In connection with the acquisition of the Austin Hotel, Moody Holding borrowed $11,500,000 from the lender pursuant to the Loan Agreement by and between Moody Holding and the lender, or the Loan Agreement. The property loan is evidenced by a Promissory Note made by Moody Holding in favor of Lender, or the Note.

 

The entire unpaid principal balance of the property loan and all accrued and unpaid interest and all other amounts due under the Loan Agreement and the related loan documents will be due and payable in full on January 6, 2024, or the maturity date. Interest on the outstanding principal balance of the Property Loan accrues at a per annum rate equal to 5.426%. In the event that, and so long as, any event of default has occurred and is continuing under the property loan, the outstanding principal balance of the property loan and any unpaid interest will bear interest at a per annum rate equal to the lesser of (1) the highest interest rate permitted by applicable law and (2) 10.426%. In addition, in the event that any principal, interest or any other amount due under the property loan is not paid when due, Moody Holding will pay upon demand by the lender a late charge in an amount equal to the lesser of (1) 5.0% of the amount of the overdue payment and (2) the maximum amount payable pursuant to applicable law. Moody Holding may, upon at least thirty (30) days prior written notice to the lender, prepay the outstanding principle balance, plus all accrued interest and other amounts due, in full (but not in part) without payment of any penalty or premium on any business day following the date that is three months prior to the maturity date.
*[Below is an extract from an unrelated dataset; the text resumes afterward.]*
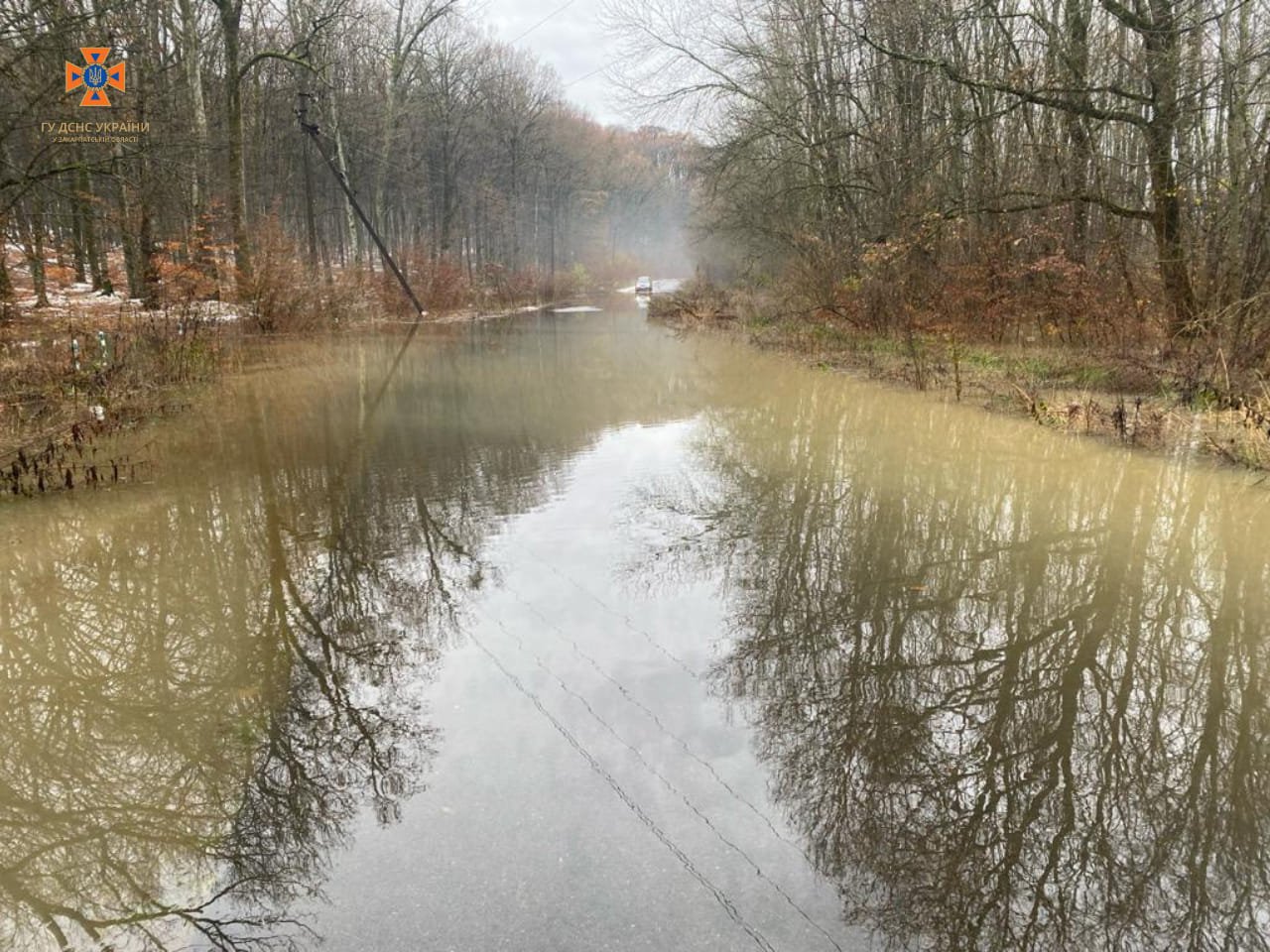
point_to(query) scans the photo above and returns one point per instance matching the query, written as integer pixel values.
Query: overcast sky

Any other voluntary prepayment of the property loan will be subject to a prepayment penalty calculated in accordance with the Loan Agreement.

 

The performance of the obligations of Moody Holding under the property loan are secured by, among other things, (1) a security interest in the Austin Hotel and other collateral granted to the lender by Moody Holding pursuant to a Deed of Trust, Assignment of Leases and Rents, Security Agreement and Fixture Filing, or the Deed of Trust, (2) the subordination in all respects of the Hotel Lease and all of the rights of Master Tenant under the Hotel Lease to the terms and conditions of the Loan Agreement, the Deed of Trust and the other loan documents and the liens created by the Deed of Trust and the other loan documents in favor of the lender, pursuant to a Master Lease Subordination and Attornment Agreement, and (3) an assignment of all of Master Tenant’s right, title and interest in and to the Hotel Management Agreement and the subordination of all of Property Manager’s right to receive management fees and other rights and interests with respect to the Austin Hotel to the liens and interests of the lender pursuant to an Assignment of Management Agreement and Subordination of Management Fees.

 

Brett C. Moody, our Chief Executive Officer, President and Chairman of the Board, has agreed to unconditionally guarantee the payment to the lender of, and to indemnify the lender from and against, any and all liabilities, losses, damages, costs and expenses, claims and judgments, of any kind, which may be imposed upon or incurred by the lender as a result of, among other events: (1) the breach of any representation, warranty, covenant or indemnification provision in the Environmental Indemnity (defined below), the Deed of Trust or any other loan document concerning environmental laws or hazardous materials, (2) material physical waste of the Austin Hotel, (3) the commission of a criminal act by Moody Holding, Master Tenant or Mr. Moody or any other guarantor of the property loan, (4) any action by Moody Holding, Master Tenant or Mr. Moody or any other guarantor of the property loan that constitutes intentional material misrepresentation or gross negligence, and (5) the breach of certain representations and provisions of the Loan Agreement and other loan documents. In addition, Mr. Moody has agreed that Moody Holding’s obligations with respect to the property loan will become fully recourse to Mr. Moody as guarantor in the event that, among other things, (1) the first monthly payment due under the Note is not paid in full when due, (2) Moody Holding, Master Tenant, Mr. Moody or any other any guarantor or any of their affiliates engages in any action constituting fraud or willful misconduct in connection with the Austin Hotel or the property loan, (3) the termination, cancellation, or surrender of the Master Lease without the lender’s prior written consent, or (4) Moody Holding or Master Tenant files a voluntary petition under any federal, state or local bankruptcy or insolvency law, consents to or joins any involuntary petition filed by any other person under any other federal, state, local bankruptcy or insolvency law, or makes an assignment for the benefit of creditors.

 

Pursuant to an Environmental Indemnity Agreement, or the Environmental Indemnity, Moody Holding and Mr. Moody, which we collectively refer to as the “Indemnitors,” have agreed to jointly and severally indemnify and hold harmless the lender and its officers, directors, employees and agents, from and against any losses, damages, costs, claims, suits or other liabilities of any nature that the lender may suffer or incur as a result of, among other things, (1) any presence of any hazardous substances at the Austin Hotel or release of hazardous substances from the Austin Hotel, (2) any activity by the Indemnitors or their respective affiliates or any tenant or occupant of the Austin Hotel in connection with any treatment, storage, release, removal, handling, transfer or transportation to or from the Austin Hotel of any hazardous substances, (3) any non-compliance or violations of any environmental laws or permits in connection with the Austin Hotel or its operations, and (4) any breach by the Indemntitors of any representation, warranty, covenant or other obligation relating to environmental laws or hazardous substances under the Environmental Indemnity, the Loan Agreement or any other loan document.